The current GLP-1RA market leader, Victoza, which generated global sales of almost $3B in 2016, is expected to continue its dominance for the next few years, given the positive data from the LEADER trial, which revealed Victoza’s ability to significantly reduce heart attacks, strokes, and CV-related death. Unfortunately for Novo Nordisk, once-weekly GLP-1RA competitors, Eli Lilly’s Trulicity (dulaglutide) and GlaxoSmithKline’s (GSK’s) Tanzeum (albiglutide) continue to steal market share from Victoza. In anticipation of GLP-1RA market trends, Novo Nordisk developed a follow-up once-weekly GLP-1RA, semaglutide, which is a variant of Victoza and was shown to significantly reduce CV risk in T2D patients in the SUSTAIN-6 trial.

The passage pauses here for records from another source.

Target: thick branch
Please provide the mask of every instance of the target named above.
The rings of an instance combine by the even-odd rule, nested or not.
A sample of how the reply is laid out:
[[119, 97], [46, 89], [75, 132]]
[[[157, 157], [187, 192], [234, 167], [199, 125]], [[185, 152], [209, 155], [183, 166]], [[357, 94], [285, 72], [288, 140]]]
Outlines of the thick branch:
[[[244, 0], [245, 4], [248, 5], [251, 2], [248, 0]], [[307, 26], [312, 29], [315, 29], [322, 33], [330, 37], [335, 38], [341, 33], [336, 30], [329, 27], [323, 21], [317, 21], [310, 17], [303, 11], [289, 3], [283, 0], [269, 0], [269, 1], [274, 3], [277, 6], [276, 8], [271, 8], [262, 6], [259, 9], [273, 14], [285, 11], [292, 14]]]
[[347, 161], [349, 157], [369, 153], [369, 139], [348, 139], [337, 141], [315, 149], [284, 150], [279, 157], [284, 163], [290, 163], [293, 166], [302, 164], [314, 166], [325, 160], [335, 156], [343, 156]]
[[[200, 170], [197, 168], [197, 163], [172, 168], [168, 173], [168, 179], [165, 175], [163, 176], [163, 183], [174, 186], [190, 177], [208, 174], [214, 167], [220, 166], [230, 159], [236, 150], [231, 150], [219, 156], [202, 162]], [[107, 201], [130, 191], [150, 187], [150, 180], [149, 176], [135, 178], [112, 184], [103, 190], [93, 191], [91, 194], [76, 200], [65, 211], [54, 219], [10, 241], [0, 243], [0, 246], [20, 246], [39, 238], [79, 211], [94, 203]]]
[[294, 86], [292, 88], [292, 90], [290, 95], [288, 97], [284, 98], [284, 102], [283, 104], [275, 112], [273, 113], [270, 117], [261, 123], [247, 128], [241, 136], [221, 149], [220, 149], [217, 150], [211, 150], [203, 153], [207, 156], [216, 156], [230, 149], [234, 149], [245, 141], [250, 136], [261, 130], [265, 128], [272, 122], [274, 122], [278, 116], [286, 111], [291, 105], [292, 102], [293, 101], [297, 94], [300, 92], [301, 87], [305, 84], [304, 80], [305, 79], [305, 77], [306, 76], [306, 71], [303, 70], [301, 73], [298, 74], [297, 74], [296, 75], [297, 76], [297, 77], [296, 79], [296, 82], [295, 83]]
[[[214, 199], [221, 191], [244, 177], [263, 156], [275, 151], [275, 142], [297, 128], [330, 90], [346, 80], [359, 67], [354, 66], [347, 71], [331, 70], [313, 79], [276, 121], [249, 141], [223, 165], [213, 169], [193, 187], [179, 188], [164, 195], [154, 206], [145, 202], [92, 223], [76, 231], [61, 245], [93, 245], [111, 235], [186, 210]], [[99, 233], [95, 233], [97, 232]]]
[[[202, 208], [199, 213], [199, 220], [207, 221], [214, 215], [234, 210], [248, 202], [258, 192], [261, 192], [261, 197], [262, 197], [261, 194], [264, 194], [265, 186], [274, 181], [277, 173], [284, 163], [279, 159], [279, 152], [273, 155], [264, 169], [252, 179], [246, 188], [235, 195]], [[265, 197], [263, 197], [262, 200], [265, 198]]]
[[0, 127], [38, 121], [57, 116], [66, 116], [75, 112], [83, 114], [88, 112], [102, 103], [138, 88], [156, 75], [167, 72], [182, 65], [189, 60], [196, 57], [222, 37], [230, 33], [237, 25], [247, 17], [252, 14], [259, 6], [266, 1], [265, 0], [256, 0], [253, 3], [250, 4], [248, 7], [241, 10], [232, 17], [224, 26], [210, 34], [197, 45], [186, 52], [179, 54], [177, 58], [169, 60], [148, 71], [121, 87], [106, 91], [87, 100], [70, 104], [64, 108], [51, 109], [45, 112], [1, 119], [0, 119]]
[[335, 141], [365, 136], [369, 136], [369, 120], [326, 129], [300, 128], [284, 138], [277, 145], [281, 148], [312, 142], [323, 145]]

In addition, Novo Nordisk is developing NN9924, an oral version of semaglutide, which KOLs anticipate will display similar beneficial CV effects as its injectable counterpart. If approved and priced conservatively, KOLs believe that NN9924 can become the new market leader in the GLP-1 RA space within the next decade, despite stiff competition with existing GLP-1RAs and ITCA 650 (pending FDA approval). In respect to ITCA 650, KOLs have given NN9924 a slight edge over the technology platform, as the subcutaneously placed pump that is used in Intarcia’s ITCA-650 might face hurdles, including physicians not being equipped or trained to perform the pump placement procedure. Collectively, Novo Nordisk’s GLP-1RAs have huge clinical and commercial advantages within this class, with NN9924 standing out from the crowd.